Health care reform stalls out in previously supportive states

Federal health care reform is facing more hurdles, this time with states that agreed to move forward implementing requirements before a Supreme Court ruling on the law. Some lawmakers and health insurance advocates in Pennslyvania are pushing back on the state’s plan for its health insurance exchange saying that as currently written the plan skews favorably to insurers. In Ohio, the two appointees in charge of health care in the state have opposing views of the law and are sending mixed messages to lawmakers.

Federal health care reform has been controversial since it was first introduced. Upon its passage, several states mounted legal opposition claiming that the bill was too costly to implement at best and unconstitutional at worst. Some of those challenges have had limited success, the Supreme Court is expected to take up the issue and make a final ruling later this year.

Some states however, moved forward with implementing requirements as passed. Now, in a few of those states implementation is facing new hurdles as both advocates of the law and its critics raise questions about how the law is managed in practice.

Pennsylvania is moving forward on plans to create a health insurance exchange, one of the key state level requirements of health care reform. Even before health care reform required the creation of an exchange the state was aggressive in monitoring and challenging insurance rates and coverage in the state. Observers felt that the health insurance exchange would further codify this process and put more power in the hands of consumers.

However, once the plan was released insurance exchange supporters have lambasted state government saying that the plan is a giveaway to insurance companies. According to a piece in The Morning Call, leaders of the Pennsylvania Health Access Network, a coalition of health reform supports are saying that the plan as written favors insurers and will not provide any more affordable options for consumers.

Pennsylvania Governor Tom Corbett has asked the federal government for $33 million to implement a state run exchange, but his plan shows multiple privately run exchanges. These exchanges would be managed more by the insurers themselves than as an overarching state run exchange. As CivSource noted last year, some insurers already have a running start on this, WellPoint is creating its own privately run exchange to compete with federal and state managed exchanges. Governor Corbett filed for a challenge to the law when he was attorney general, and critics of the plan cite the multiple exchange concept as a way of letting corporate insurers retain control of the marketplace while still filling the exchange requirement.

In Ohio, consumers and lawmakers are facing similar top-down mixed messages on how to implement health care reform. Governor Kasich has been on record opposing health care reform since the law was passed. However, his state also moved forward on plans for an exchange and other requirements in order to guard against ‘federal takeover.’ Now, the state’s two key health care appointees are locked in a battle on implementation as one supports health care reform and the other does not.

The Mansfield News Journal is reporting that the state is taking a two track approach to health care reform requirements: moving forward on some while simultaneously stalling out on others until the Supreme Court ruling.

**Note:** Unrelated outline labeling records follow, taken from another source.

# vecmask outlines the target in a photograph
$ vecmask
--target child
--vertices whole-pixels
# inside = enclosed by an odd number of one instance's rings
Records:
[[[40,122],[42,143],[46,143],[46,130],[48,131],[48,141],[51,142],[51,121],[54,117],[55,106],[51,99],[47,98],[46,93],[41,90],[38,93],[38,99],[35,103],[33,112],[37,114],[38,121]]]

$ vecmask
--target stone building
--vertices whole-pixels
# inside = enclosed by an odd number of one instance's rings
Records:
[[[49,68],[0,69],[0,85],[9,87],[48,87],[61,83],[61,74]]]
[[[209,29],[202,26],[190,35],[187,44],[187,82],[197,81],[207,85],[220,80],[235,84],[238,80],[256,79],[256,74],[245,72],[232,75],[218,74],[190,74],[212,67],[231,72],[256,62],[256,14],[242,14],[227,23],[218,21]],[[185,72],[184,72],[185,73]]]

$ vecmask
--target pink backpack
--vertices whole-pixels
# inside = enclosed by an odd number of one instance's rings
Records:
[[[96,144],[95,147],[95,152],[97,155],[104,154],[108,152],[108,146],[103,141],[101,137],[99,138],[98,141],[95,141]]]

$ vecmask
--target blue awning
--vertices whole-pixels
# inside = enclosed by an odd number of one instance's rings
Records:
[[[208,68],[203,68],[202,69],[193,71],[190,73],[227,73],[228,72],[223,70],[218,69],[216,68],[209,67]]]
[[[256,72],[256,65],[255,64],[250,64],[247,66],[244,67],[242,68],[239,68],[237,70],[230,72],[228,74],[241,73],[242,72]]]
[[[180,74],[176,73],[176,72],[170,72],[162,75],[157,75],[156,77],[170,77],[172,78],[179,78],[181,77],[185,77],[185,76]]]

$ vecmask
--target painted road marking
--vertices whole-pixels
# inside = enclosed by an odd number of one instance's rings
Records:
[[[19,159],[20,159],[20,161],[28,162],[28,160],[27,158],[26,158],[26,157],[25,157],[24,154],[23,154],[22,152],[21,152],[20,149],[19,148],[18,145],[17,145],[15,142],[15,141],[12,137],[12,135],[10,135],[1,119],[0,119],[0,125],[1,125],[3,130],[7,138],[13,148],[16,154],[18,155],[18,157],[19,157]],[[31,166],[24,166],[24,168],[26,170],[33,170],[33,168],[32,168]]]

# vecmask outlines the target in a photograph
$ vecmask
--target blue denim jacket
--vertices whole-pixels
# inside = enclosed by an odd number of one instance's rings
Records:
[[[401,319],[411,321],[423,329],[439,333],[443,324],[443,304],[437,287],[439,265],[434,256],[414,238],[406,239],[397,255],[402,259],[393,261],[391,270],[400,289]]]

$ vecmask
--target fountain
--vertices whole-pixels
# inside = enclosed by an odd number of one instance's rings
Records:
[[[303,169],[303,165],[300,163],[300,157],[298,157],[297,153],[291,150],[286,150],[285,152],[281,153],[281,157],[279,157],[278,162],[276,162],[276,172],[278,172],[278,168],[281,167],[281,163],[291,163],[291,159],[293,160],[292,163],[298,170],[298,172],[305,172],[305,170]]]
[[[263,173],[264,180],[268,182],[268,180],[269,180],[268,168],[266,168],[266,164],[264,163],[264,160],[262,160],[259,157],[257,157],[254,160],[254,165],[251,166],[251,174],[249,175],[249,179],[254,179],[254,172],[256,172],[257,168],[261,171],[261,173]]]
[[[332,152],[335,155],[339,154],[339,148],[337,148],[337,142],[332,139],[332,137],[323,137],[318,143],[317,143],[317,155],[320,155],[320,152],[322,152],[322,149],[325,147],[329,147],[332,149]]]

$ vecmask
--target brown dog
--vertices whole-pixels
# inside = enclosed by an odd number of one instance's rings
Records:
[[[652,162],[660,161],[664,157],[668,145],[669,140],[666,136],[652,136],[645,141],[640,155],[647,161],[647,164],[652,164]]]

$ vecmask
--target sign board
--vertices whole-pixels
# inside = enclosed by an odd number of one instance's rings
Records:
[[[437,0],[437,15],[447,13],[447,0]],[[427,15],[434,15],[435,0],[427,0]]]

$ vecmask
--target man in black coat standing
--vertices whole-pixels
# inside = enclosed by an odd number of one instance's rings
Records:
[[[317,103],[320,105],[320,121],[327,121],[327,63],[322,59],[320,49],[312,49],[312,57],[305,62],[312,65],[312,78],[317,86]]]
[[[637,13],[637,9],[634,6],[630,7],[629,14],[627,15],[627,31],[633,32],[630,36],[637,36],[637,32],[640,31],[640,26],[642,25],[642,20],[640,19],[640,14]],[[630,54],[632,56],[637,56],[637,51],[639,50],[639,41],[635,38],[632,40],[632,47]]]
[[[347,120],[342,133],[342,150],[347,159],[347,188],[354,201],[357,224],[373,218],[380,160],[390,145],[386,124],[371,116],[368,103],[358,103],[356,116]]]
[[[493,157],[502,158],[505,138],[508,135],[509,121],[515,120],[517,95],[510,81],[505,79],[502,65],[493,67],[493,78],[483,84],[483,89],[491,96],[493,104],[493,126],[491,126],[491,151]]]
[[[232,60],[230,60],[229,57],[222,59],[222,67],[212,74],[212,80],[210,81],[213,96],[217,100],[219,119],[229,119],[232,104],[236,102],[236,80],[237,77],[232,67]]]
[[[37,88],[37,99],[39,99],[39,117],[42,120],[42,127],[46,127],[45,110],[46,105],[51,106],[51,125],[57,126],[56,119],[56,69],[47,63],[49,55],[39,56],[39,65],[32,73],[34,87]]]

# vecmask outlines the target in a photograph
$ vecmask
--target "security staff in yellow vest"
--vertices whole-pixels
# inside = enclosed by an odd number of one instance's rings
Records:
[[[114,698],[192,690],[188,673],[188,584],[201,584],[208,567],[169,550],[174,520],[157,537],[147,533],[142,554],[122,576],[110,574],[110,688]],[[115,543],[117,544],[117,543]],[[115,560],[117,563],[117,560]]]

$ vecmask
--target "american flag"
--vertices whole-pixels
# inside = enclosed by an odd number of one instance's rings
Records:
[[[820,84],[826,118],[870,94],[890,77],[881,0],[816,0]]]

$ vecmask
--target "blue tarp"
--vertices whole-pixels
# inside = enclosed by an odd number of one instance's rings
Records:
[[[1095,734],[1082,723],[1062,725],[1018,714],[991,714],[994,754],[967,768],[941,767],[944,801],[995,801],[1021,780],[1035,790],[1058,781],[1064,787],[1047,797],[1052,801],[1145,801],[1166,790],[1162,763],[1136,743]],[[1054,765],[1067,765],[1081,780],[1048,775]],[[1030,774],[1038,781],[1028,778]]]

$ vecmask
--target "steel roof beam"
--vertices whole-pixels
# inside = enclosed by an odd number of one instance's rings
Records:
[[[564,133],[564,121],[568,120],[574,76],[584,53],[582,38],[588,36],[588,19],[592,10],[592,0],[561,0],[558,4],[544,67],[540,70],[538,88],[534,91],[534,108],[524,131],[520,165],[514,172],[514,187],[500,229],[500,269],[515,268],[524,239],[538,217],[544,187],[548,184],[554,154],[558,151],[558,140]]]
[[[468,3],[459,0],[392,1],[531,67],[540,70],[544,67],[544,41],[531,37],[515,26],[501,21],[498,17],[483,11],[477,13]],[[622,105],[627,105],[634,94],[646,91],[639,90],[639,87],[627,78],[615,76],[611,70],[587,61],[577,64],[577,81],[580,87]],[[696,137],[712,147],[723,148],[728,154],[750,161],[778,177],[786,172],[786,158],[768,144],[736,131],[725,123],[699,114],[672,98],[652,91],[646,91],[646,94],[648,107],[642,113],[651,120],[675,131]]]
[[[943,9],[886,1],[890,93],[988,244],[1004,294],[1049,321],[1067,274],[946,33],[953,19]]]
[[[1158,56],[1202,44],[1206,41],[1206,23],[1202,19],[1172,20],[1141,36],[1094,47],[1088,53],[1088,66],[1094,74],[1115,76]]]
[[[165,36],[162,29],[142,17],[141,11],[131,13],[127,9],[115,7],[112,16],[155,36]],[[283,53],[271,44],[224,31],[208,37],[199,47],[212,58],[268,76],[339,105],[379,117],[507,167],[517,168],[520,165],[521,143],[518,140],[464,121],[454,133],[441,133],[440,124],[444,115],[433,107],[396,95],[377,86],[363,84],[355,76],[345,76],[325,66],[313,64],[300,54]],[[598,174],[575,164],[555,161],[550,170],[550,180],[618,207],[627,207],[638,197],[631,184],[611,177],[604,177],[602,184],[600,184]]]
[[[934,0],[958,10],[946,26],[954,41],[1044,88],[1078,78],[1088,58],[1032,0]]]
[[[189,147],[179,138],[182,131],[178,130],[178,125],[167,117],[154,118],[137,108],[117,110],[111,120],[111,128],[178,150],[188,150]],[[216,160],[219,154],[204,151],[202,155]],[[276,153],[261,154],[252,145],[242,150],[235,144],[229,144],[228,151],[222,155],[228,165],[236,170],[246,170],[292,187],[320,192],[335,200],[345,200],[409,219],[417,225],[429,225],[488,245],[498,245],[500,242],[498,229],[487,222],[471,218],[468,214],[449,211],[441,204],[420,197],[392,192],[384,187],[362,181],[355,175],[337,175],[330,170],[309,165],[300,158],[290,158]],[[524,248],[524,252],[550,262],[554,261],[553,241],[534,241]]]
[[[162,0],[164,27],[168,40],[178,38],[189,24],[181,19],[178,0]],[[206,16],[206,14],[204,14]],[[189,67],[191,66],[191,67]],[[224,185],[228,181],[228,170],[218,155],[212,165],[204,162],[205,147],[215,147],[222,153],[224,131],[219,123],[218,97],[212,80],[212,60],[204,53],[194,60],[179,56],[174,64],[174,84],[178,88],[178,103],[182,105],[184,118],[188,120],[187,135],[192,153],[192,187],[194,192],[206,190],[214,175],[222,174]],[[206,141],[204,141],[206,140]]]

Greg Moody, leader of the Office of Health Transformation is using guidance from health care reform to focus in on creating preventative care initiatives and finding ways to lower the cost of health care statewide while improving service delivery. On the other side, Lt. Gov. Mary Taylor, who heads Ohio’s insurance department, has called health care reform a “catastrophic law,” and is doing everything she can to halt its implementation by boycotting the law through the Department of Insurance.

Ohio is part of the group of states challenging health care reform at the Supreme Court. For her part, Taylor has already returned a $1.3 million grant won in Governor Ted Strickland’s administration in order to provide consumer’s with information about their rights to insurance and how to file complaints. She has also indicated that her department will not be applying for or accepting any new funding to implement health care reform requirements – including a health insurance exchange currently being debated in the state legislature.